The glucose clamp is a method for the determination of pharmacokinetic and pharmacodynamic (PK/PD) effects of anti-diabetic drugs (e.g. insulin) where the blood glucose (BG) concentration lowering effect is antagonized by variable glucose infusion rates (GIR).
In contrast to manual glucose clamps where BG is usually measured every 5-10 minutes, automated glucose clamps allow for a continuous determination of BG and more frequent (usually minute-by-minute) adaptation of GIR which should translate into a higher clamp quality [1] (i.e., less variation of BG [higher “precision”] and less deviation from the BG clamp target [“control deviation”]). However, this is only true if there are no technical downtimes and, in particular, an undisturbed flow of blood to the glucose sensor of the clamp device. As tubes with small diameters are used to pump the blood to the glucose sensor, artefacts like clotting can lead to technical downtimes of several minutes without BG measurements being available. As shown previously [2] technical downtime of more than 5% of the duration of the experiment has a significant impact on GIR and PD results. However, the impact of downtime might also be dependent on when it occurs (e.g. downtime around tGIRmax might have a greater impact than downtime at the end of the clamp).
We therefore investigated the relationship of technical downtime with glucose clamp quality and with clamp results. We used 'total area under the curve‘ (AUC), 'maximum GIR‘ (GIRmax) and 'time to maximum GIR‘ (tGIRmax) as main outcome parameters as specified in the guidelines of the European Medicines Agency [3] for biosimilar insulins. Precision and control deviation were used as glucose clamp quality parameters as described previously [1].
Objective
In an optimal automated glucose clamp BG is measured continuously and GIR is adapted every minute. So far there has been no standard analysis describing the impact of technical downtime on PD results.
Technical downtime is expressed as ‘utility’, i.e. the percentage of time with intact automatization. A ‘utility’ below 90% might affect both tGIRmax and GIRmax [2], so that in general ‘utility’ should be greater than 90%.
The figure below shows an automated glucose clamp with a very low ‘utility‘ of only 76.2%. Despite this low ‘utility’ the GIR-curve shows a clearly recognizable and quite undisturbed profile indicating that ‘utility’ alone is not an appropriate parameter to assess glucose clamp quality. We therefore did additional simulations to assess the impact of technical downtime on both (BG-based) clamp quality parameters and (GIR-based) PD parameters.
Numerical simulations
We used a single compartment model to perform numerical simulations. The blood glucose lowering effect was induced by three different insulin profiles obtained from clinical trials. Technical downtime was simulated by stopping the automated adaptation of the GIR. However, BG changes were calculated every minute as the simulated BG-lowering effect of the different simulated insulins continued. Different durations of downtimes and different starts of downtimes were simulated.
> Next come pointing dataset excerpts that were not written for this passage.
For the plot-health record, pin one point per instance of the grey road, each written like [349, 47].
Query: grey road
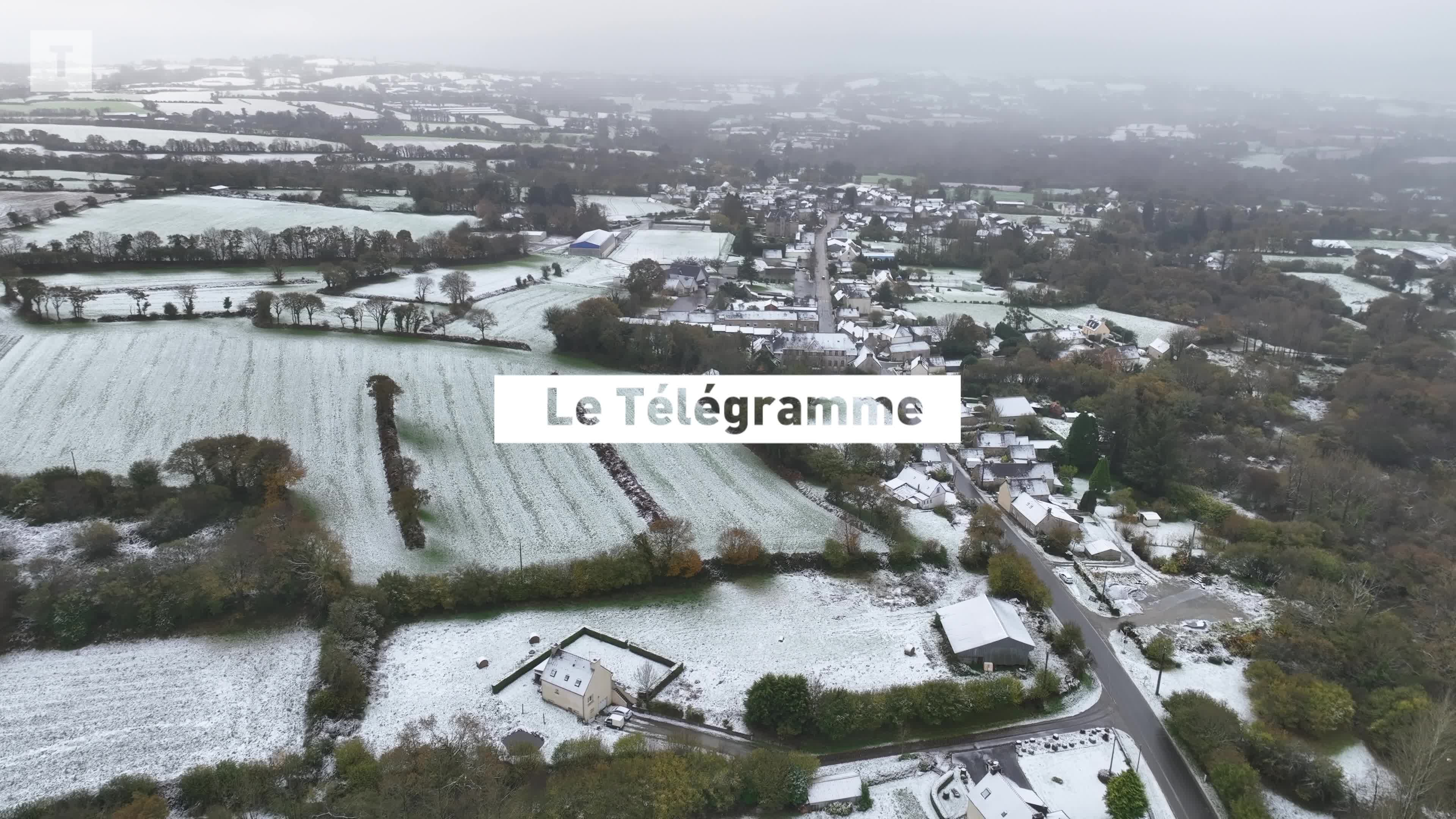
[1178, 783]
[822, 275]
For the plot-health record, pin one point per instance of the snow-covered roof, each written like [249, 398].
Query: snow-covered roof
[998, 798]
[981, 621]
[1014, 407]
[592, 240]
For each downtime leading to high deviations between BG and target level, corresponding mean absolute slopes of smoothed GIR-curve during downtime were calculated.
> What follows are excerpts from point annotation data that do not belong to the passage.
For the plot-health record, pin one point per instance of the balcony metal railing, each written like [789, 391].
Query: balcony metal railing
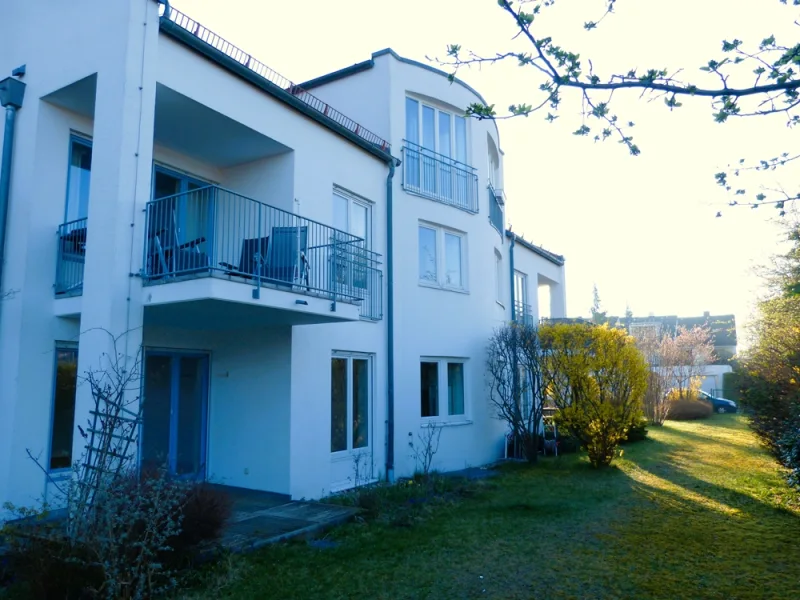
[212, 231]
[247, 60]
[495, 210]
[523, 313]
[70, 258]
[439, 177]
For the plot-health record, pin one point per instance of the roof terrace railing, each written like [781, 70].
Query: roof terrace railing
[256, 66]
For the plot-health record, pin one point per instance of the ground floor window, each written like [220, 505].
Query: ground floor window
[442, 387]
[63, 419]
[351, 401]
Reliability of calculated PD outcome parameters might be affected by high deviations of more than 20% between BG and target level. All simulated data points with critical deviations were collected in the figure below and fitted via a nonlinear fit.
Results
The clamp-downtime-rating-curve (CDR-curve), shown in the figure above, which combines the duration of downtime with the mean slope of GIR during downtime, was applied to all technical downtimes that occurred in an automated glucose clamp study with 26 subjects participating in two clamps each (37492 minutes of automated clamp data). Overall, 367 technical downtimes were identified with a total downtime of 1965 minutes with downtime periods between 1 and 32 minutes. Of these, the CDR-curve identified 6 periods (1.6%) between 7 and 20 minutes as critical, i.e. potentially affecting PD outcome parameters.
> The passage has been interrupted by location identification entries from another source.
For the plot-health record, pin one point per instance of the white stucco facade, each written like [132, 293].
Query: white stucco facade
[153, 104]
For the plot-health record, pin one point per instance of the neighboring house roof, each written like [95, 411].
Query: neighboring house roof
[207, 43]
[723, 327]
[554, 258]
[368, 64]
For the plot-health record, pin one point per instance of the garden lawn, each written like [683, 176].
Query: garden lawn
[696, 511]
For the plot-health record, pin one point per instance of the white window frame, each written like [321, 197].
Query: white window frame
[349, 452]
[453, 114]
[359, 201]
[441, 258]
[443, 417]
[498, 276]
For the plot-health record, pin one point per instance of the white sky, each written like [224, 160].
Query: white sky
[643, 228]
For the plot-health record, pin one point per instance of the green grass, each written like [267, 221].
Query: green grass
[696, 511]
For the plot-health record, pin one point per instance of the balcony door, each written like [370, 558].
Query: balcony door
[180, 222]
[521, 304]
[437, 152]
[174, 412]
Red dots in the following right figure are the downtime periods of the example shown on the left side. The 7 minutes downtime at the beginning of the example (red dot above the CDR-curve right bottom) was identified as being critical for a reliable determination of PD parameters. Every other downtime has no influence on statistical results.
Conclusion and Outlook
The impact of technical downtime on PD parameters depends on both the duration of downtime periods and the slope of the GIR-curve during downtime. We therefore developed a clamp-downtime-rating-curve (CDR-curve) that allows the objective assessment of the impact of individual downtime periods on PD outcome parameters.
Applying the CDR-curve to a conducted glucose clamp study with prandial insulins showed that only a small number of technical downtime periods (1.6% of all periods) might affect PD parameters.